Film stills from “Teenage:The Creation of Youth Culture” (all images provided by Matt Wolf)
It’s strange to be reminded in the 21st century that there was a time before “teens” and “tweens,” before those years between childhood and adulthood, i.e. adolescence, had a name and now, a stereotype. All of us who attended the Books & Talks lecture Friday night, however, at Artists Space’s new offshoot on Walker Street, were reminded that before the 1950s teenagers as we know them didn’t exist. In a talk between the British author Jon Savage and the young, New York-based filmmaker Matt Wolf, the two men discussed their four-year collaboration on the film Teenage: The Creation of Youth Culture that’s set to open in 2013.

Showing only a short teaser of the film’s first three minutes, most of the discussion traced the two men’s meeting, and their shared interest in the subject of youth culture. Savage and Wolf follow throughout their film the teenage subcultures that existed before mainstream society recognized and commodified them: the Bright Young Things, the Hitler Youth, the Hamburg Swingers, the Boy Scouts. The film, focusing on three countries that had active youth movements, America, England, and Germany, begins in the early 20th century and ends around 1945, where traditional discussions of teenagers usually begin. As the voice of a young, female narrator tells us in the film’s opening credits, “this is a story that ends with a beginning: the invention of the teenager.”
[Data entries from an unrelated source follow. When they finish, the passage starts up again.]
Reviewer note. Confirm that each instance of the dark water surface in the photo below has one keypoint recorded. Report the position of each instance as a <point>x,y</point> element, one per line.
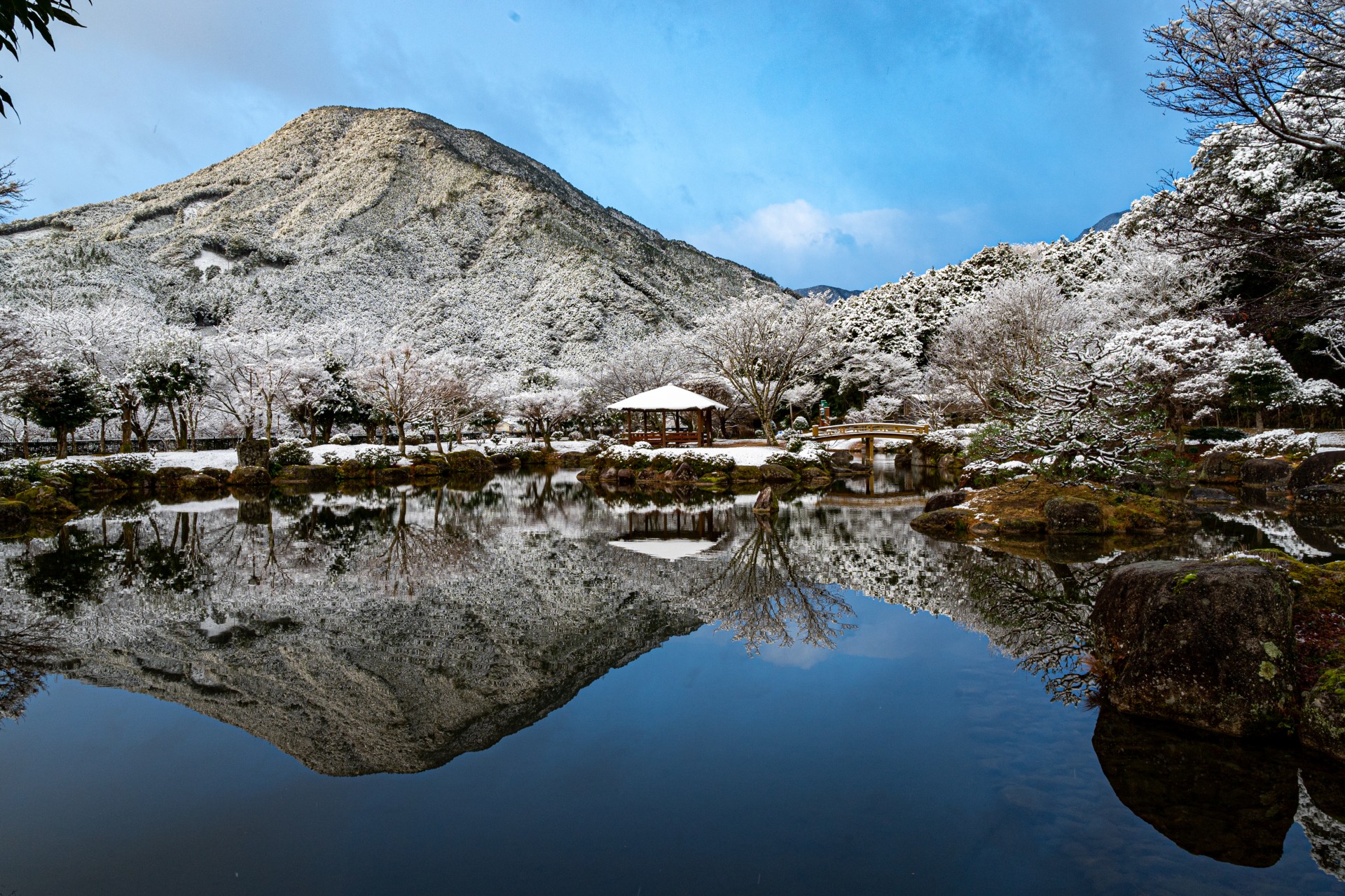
<point>511,689</point>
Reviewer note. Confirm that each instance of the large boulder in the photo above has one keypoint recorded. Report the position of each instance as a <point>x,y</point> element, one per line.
<point>1316,470</point>
<point>1227,798</point>
<point>766,504</point>
<point>778,473</point>
<point>14,516</point>
<point>170,478</point>
<point>1074,517</point>
<point>45,501</point>
<point>1219,467</point>
<point>198,483</point>
<point>1204,495</point>
<point>308,475</point>
<point>1320,501</point>
<point>253,453</point>
<point>1208,645</point>
<point>950,521</point>
<point>1267,473</point>
<point>1323,723</point>
<point>946,499</point>
<point>249,478</point>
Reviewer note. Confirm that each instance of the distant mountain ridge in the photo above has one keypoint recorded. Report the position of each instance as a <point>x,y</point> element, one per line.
<point>827,294</point>
<point>1102,226</point>
<point>392,219</point>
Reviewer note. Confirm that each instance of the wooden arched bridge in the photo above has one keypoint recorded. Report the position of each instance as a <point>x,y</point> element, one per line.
<point>869,431</point>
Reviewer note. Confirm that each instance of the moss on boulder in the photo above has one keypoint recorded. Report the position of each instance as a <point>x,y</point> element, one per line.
<point>249,478</point>
<point>46,502</point>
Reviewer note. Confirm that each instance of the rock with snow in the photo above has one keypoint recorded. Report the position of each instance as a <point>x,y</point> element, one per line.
<point>384,219</point>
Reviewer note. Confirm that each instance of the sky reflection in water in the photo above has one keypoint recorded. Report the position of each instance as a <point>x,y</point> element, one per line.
<point>622,744</point>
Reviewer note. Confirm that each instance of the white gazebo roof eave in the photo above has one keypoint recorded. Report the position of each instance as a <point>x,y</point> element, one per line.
<point>668,399</point>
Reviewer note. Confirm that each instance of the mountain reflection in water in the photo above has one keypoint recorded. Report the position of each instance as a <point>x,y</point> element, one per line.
<point>394,630</point>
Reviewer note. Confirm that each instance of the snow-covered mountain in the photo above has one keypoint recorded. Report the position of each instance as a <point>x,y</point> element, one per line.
<point>827,294</point>
<point>390,219</point>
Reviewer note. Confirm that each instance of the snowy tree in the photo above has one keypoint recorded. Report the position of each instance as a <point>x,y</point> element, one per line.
<point>61,399</point>
<point>545,411</point>
<point>763,347</point>
<point>1188,366</point>
<point>172,374</point>
<point>989,346</point>
<point>400,384</point>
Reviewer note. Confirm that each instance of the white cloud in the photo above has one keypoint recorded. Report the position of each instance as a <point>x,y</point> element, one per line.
<point>802,245</point>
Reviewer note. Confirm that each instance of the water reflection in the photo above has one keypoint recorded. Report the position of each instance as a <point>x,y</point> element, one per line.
<point>392,630</point>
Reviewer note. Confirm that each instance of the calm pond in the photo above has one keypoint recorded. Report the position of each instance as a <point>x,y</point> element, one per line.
<point>530,687</point>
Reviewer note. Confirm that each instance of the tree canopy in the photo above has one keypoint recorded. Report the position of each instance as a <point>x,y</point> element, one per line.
<point>34,17</point>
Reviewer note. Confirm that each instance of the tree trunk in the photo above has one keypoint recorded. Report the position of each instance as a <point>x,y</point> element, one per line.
<point>125,429</point>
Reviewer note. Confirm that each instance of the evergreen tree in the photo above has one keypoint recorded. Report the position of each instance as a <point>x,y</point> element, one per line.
<point>62,401</point>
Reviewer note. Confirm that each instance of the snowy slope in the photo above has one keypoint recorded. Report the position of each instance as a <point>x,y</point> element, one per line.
<point>387,217</point>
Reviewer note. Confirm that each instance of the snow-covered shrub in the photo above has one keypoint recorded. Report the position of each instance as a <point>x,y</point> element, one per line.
<point>1276,443</point>
<point>127,464</point>
<point>521,450</point>
<point>375,457</point>
<point>602,444</point>
<point>291,454</point>
<point>953,440</point>
<point>808,455</point>
<point>1215,434</point>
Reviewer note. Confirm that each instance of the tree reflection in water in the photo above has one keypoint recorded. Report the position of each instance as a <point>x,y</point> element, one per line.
<point>764,598</point>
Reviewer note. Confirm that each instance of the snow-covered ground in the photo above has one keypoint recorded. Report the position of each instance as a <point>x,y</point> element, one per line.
<point>228,459</point>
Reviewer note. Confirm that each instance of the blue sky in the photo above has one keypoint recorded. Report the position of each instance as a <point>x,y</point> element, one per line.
<point>833,142</point>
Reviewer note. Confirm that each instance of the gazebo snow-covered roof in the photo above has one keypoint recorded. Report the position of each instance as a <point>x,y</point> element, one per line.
<point>663,401</point>
<point>668,399</point>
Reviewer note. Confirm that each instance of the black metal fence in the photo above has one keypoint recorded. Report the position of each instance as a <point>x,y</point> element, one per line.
<point>48,447</point>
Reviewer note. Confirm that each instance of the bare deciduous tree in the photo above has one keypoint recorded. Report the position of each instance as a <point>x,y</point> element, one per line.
<point>763,347</point>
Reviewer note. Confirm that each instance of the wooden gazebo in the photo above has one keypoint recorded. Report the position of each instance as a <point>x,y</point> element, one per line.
<point>687,408</point>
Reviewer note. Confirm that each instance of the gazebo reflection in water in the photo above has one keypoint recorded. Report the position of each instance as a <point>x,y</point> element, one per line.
<point>670,533</point>
<point>690,418</point>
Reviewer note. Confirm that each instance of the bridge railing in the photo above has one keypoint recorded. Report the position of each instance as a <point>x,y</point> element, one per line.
<point>871,429</point>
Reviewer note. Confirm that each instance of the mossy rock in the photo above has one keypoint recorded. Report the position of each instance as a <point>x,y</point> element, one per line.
<point>427,471</point>
<point>393,475</point>
<point>198,483</point>
<point>778,473</point>
<point>45,501</point>
<point>573,460</point>
<point>14,517</point>
<point>1323,722</point>
<point>467,462</point>
<point>1070,516</point>
<point>249,478</point>
<point>1023,526</point>
<point>949,521</point>
<point>315,475</point>
<point>11,486</point>
<point>93,481</point>
<point>170,478</point>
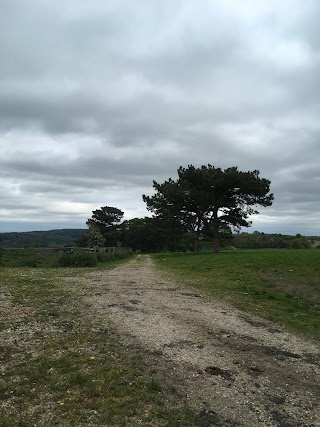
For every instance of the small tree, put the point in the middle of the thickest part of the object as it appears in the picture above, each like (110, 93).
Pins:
(94, 237)
(107, 219)
(208, 200)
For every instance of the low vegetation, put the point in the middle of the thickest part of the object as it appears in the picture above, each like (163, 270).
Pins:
(59, 366)
(46, 258)
(280, 285)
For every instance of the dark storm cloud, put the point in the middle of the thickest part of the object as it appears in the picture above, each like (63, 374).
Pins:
(98, 99)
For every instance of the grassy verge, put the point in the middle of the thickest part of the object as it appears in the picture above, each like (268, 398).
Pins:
(48, 258)
(60, 367)
(281, 285)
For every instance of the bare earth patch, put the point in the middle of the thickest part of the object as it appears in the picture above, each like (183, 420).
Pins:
(233, 368)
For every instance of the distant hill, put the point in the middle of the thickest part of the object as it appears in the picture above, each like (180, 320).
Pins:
(41, 239)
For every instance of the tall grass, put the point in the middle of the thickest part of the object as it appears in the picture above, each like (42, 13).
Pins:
(281, 285)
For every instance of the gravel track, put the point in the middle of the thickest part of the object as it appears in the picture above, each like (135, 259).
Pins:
(234, 369)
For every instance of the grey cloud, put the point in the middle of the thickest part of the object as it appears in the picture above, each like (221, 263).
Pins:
(98, 99)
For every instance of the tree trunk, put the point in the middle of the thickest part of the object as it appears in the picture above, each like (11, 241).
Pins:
(197, 245)
(215, 235)
(197, 242)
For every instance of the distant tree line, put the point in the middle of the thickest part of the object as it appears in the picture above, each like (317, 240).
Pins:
(203, 207)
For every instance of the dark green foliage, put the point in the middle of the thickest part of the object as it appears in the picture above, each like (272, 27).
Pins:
(107, 220)
(257, 240)
(152, 235)
(208, 201)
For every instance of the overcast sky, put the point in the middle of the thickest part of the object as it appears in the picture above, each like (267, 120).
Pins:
(99, 98)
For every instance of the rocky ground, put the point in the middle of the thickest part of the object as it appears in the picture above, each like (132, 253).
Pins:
(234, 369)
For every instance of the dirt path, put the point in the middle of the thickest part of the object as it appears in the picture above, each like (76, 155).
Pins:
(235, 369)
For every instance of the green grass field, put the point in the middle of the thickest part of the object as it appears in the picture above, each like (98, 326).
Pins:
(280, 285)
(61, 367)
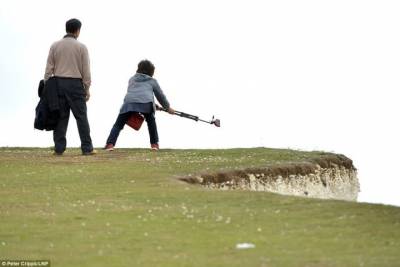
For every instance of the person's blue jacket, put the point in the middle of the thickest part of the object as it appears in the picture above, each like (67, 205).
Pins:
(141, 90)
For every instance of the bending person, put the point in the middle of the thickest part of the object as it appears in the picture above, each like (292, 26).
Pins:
(140, 99)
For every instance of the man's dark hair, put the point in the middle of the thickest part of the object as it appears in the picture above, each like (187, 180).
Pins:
(73, 25)
(146, 67)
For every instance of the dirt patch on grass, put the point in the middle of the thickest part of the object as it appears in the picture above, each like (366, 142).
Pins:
(329, 176)
(284, 170)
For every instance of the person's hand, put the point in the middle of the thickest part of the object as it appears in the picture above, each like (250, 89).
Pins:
(171, 111)
(87, 95)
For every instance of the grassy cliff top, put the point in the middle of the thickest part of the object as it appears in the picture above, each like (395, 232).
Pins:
(127, 208)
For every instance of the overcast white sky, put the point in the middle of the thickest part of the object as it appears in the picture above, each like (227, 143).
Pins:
(311, 75)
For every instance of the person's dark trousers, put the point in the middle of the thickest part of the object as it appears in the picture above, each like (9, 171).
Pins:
(72, 96)
(121, 121)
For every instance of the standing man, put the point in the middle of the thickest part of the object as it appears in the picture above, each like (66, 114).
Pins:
(68, 62)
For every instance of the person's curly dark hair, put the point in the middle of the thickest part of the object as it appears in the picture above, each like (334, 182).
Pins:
(146, 67)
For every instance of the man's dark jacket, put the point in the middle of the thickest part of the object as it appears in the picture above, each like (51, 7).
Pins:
(48, 108)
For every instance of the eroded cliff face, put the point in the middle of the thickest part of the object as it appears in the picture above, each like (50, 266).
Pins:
(335, 179)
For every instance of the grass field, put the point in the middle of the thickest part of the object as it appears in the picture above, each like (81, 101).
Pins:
(127, 208)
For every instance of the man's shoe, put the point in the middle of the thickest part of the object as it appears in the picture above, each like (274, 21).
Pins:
(155, 147)
(109, 147)
(90, 153)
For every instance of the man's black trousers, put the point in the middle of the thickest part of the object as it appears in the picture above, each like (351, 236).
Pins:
(72, 96)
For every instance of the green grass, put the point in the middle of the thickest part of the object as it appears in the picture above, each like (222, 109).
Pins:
(127, 208)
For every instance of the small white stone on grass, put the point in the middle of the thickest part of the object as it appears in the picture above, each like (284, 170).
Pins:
(245, 245)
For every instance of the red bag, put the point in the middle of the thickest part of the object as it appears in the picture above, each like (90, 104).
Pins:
(135, 121)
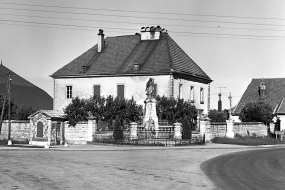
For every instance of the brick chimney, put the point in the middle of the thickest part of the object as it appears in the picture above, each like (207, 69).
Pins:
(101, 42)
(151, 33)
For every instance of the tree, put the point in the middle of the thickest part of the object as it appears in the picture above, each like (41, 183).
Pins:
(187, 126)
(173, 110)
(104, 109)
(118, 133)
(23, 113)
(257, 112)
(217, 116)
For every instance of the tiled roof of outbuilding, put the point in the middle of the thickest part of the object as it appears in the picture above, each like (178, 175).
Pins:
(275, 92)
(24, 93)
(122, 52)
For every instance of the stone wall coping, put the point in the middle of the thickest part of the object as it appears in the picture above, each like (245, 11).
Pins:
(17, 121)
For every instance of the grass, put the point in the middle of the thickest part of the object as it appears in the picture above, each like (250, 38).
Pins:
(248, 140)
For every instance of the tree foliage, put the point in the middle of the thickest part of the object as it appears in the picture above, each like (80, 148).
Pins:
(173, 110)
(257, 112)
(217, 116)
(118, 133)
(105, 109)
(187, 126)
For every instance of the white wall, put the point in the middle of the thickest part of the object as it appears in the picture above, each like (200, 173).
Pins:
(134, 87)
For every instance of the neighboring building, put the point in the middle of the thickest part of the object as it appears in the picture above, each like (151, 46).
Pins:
(24, 93)
(122, 65)
(271, 91)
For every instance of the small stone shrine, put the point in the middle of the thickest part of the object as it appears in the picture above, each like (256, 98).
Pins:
(150, 119)
(47, 127)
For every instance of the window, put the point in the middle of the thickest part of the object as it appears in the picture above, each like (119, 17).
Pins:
(68, 92)
(180, 91)
(201, 95)
(120, 91)
(97, 90)
(192, 94)
(155, 91)
(262, 90)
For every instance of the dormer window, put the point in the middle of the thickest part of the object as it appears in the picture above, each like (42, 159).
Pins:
(262, 90)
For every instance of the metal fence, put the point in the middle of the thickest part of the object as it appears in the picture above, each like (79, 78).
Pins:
(148, 138)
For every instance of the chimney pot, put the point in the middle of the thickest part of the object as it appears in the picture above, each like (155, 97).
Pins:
(101, 41)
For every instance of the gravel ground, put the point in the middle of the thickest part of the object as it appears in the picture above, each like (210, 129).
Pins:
(108, 167)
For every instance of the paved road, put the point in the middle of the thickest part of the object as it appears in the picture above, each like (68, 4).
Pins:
(254, 169)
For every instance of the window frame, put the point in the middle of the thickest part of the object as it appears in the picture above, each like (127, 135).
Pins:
(192, 99)
(202, 95)
(68, 92)
(99, 89)
(123, 90)
(180, 91)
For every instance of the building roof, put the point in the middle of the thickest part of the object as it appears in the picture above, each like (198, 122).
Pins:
(120, 53)
(51, 114)
(23, 92)
(275, 93)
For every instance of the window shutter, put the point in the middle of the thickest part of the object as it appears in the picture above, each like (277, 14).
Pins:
(97, 90)
(155, 91)
(120, 91)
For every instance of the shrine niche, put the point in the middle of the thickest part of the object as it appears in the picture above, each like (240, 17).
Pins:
(46, 127)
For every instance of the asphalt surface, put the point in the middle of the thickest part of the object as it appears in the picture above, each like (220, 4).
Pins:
(254, 169)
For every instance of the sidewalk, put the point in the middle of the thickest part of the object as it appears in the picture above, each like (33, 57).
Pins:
(104, 147)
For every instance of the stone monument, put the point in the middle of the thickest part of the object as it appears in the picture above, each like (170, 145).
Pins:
(150, 119)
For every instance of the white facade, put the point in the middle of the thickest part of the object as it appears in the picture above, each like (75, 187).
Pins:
(134, 86)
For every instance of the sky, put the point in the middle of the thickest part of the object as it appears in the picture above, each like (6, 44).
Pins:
(233, 41)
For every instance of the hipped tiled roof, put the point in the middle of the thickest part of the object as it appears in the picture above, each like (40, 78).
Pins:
(275, 93)
(122, 52)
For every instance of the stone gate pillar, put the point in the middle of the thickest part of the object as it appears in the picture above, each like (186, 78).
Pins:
(205, 127)
(91, 128)
(134, 130)
(230, 129)
(177, 131)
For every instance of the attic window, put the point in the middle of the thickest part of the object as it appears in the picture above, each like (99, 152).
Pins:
(262, 90)
(84, 68)
(136, 67)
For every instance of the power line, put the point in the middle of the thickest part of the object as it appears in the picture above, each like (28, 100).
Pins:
(161, 13)
(72, 25)
(124, 22)
(158, 18)
(60, 26)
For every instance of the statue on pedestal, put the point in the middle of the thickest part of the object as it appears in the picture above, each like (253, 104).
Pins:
(150, 119)
(150, 88)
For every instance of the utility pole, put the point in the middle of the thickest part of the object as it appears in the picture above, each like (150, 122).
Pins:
(9, 108)
(220, 101)
(230, 110)
(4, 102)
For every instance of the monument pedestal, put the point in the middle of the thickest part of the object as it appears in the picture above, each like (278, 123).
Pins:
(150, 113)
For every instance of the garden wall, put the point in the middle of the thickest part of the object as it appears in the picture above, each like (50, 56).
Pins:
(20, 130)
(219, 129)
(77, 134)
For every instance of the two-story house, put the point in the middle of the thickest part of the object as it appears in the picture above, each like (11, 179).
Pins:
(122, 65)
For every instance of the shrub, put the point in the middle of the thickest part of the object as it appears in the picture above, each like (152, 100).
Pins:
(217, 116)
(173, 110)
(104, 109)
(118, 133)
(257, 112)
(187, 128)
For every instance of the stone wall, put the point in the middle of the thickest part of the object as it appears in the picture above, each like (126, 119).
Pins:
(20, 130)
(77, 134)
(219, 129)
(243, 128)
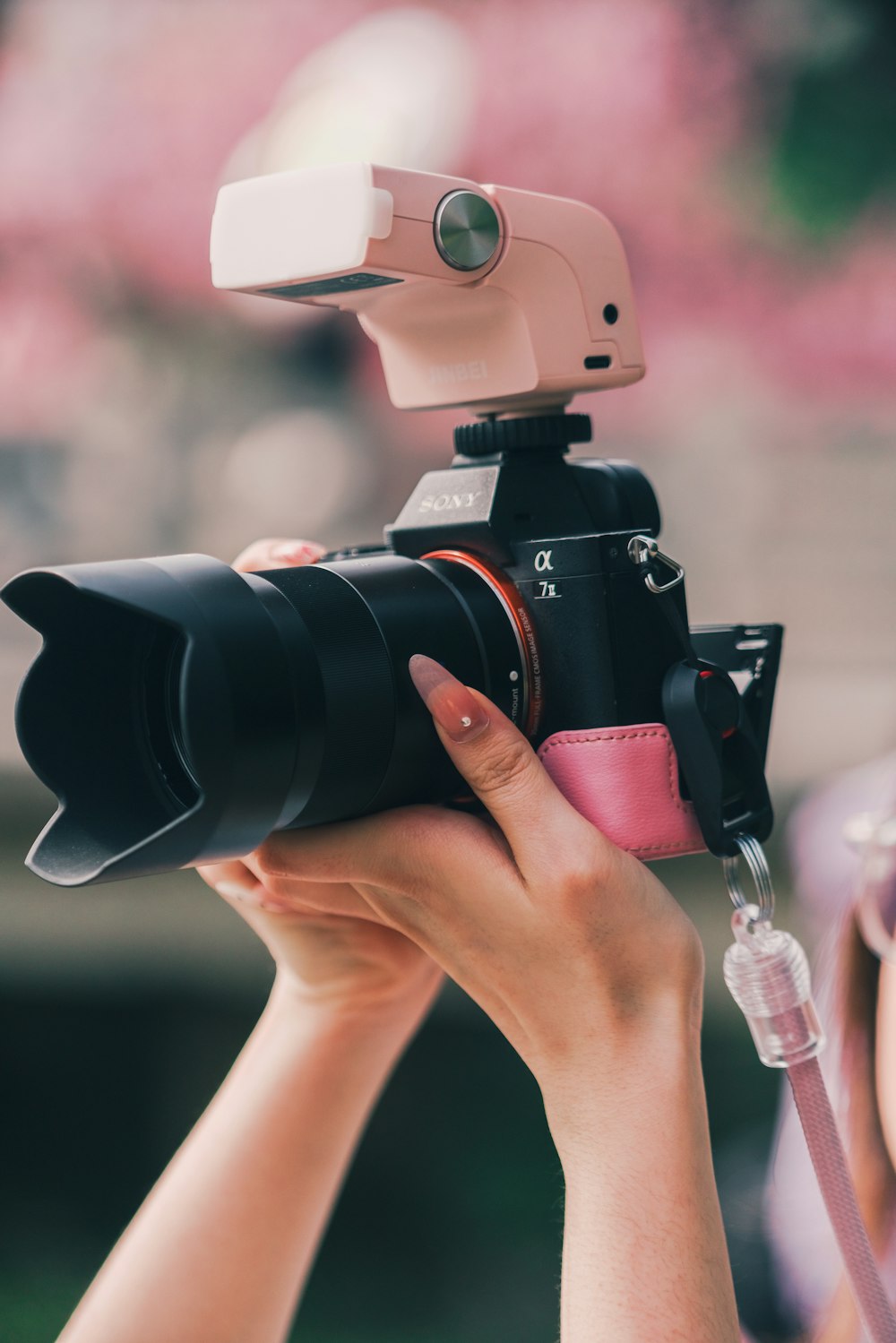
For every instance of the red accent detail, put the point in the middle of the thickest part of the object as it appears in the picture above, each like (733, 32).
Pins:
(514, 603)
(728, 732)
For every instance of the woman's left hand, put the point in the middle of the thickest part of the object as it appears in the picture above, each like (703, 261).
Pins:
(328, 944)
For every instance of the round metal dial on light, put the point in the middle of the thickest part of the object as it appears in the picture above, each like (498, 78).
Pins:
(466, 230)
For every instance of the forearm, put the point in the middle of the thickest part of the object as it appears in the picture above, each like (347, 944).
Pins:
(225, 1241)
(643, 1248)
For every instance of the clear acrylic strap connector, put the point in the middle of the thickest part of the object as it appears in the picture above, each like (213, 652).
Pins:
(767, 971)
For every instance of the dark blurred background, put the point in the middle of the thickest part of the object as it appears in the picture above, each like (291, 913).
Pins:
(747, 155)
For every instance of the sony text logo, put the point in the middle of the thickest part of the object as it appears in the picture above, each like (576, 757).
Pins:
(447, 503)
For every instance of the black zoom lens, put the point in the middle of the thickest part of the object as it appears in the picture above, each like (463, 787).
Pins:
(180, 710)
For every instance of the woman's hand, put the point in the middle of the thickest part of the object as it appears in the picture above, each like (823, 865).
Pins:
(328, 944)
(595, 977)
(571, 946)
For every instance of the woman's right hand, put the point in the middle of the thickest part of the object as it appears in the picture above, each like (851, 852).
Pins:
(570, 944)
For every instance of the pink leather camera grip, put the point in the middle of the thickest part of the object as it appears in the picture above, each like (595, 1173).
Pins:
(625, 780)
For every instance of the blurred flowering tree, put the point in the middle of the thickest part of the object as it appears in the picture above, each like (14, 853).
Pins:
(745, 151)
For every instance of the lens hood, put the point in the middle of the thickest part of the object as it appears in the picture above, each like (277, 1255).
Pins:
(144, 715)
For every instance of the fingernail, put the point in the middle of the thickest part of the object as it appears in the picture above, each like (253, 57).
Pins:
(234, 891)
(297, 552)
(449, 702)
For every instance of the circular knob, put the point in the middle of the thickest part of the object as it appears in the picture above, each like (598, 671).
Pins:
(466, 230)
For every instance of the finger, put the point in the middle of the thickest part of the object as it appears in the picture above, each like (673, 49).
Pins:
(277, 554)
(503, 770)
(237, 884)
(417, 855)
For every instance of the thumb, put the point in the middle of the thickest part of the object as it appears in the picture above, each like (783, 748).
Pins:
(498, 764)
(277, 554)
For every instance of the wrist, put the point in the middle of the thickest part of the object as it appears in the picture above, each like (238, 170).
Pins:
(624, 1079)
(368, 1012)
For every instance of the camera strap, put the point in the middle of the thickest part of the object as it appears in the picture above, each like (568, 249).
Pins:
(766, 970)
(767, 974)
(719, 756)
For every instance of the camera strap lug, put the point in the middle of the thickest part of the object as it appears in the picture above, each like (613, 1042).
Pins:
(719, 756)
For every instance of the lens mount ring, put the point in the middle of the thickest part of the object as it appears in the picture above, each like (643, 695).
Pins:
(521, 626)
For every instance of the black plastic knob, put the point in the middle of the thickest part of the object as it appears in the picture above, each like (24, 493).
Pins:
(538, 433)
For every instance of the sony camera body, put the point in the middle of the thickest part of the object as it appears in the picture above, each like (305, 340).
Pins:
(180, 710)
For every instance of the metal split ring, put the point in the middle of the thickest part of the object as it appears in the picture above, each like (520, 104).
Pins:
(642, 551)
(755, 858)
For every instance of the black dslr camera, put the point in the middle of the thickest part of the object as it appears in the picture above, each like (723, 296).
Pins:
(180, 710)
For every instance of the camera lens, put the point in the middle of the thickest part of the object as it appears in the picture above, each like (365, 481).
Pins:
(180, 710)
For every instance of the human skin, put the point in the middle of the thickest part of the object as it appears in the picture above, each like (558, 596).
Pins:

Jon Savage, on whose book the film is based, published his extensive non-fiction of the same title in 2007. He’s a dry witted and detail oriented writer and researcher, who brought precision and humor to the talk. Good historians are irresistible — they are like actors only the captivating stories they weave are actually true — and Savage seems to know more about self-defined “youth movements” than most youths themselves. Though the Books & Talks crowd seemed puzzled by his humor and off put by his factual manner of speaking, his interests and knowledge clearly enabled the film’s making. In the stilted dynamic of a forced conversation between two collaborators, Savage was the expert and Wolf the visual translator of his research.
The talk was not so much a conversation between the two men as it was a display of each man’s particular strengths and specialties. If the Presidential debates have taught us anything it’s that we love to show off our expertise and avoid the questions and topics where we flounder. While the facts of Teenage are Savage’s purview, the visualization of them is clearly Wolf’s. Pulling from extensive but untapped archives of teenagers, Wolf explained how he avoided stock footage, adult narration and the traditional limitations of documentary filmmaking. Wolf kept the voice and perspective of Teenage young through voiceovers of teenagers expressing their own thoughts and ideas.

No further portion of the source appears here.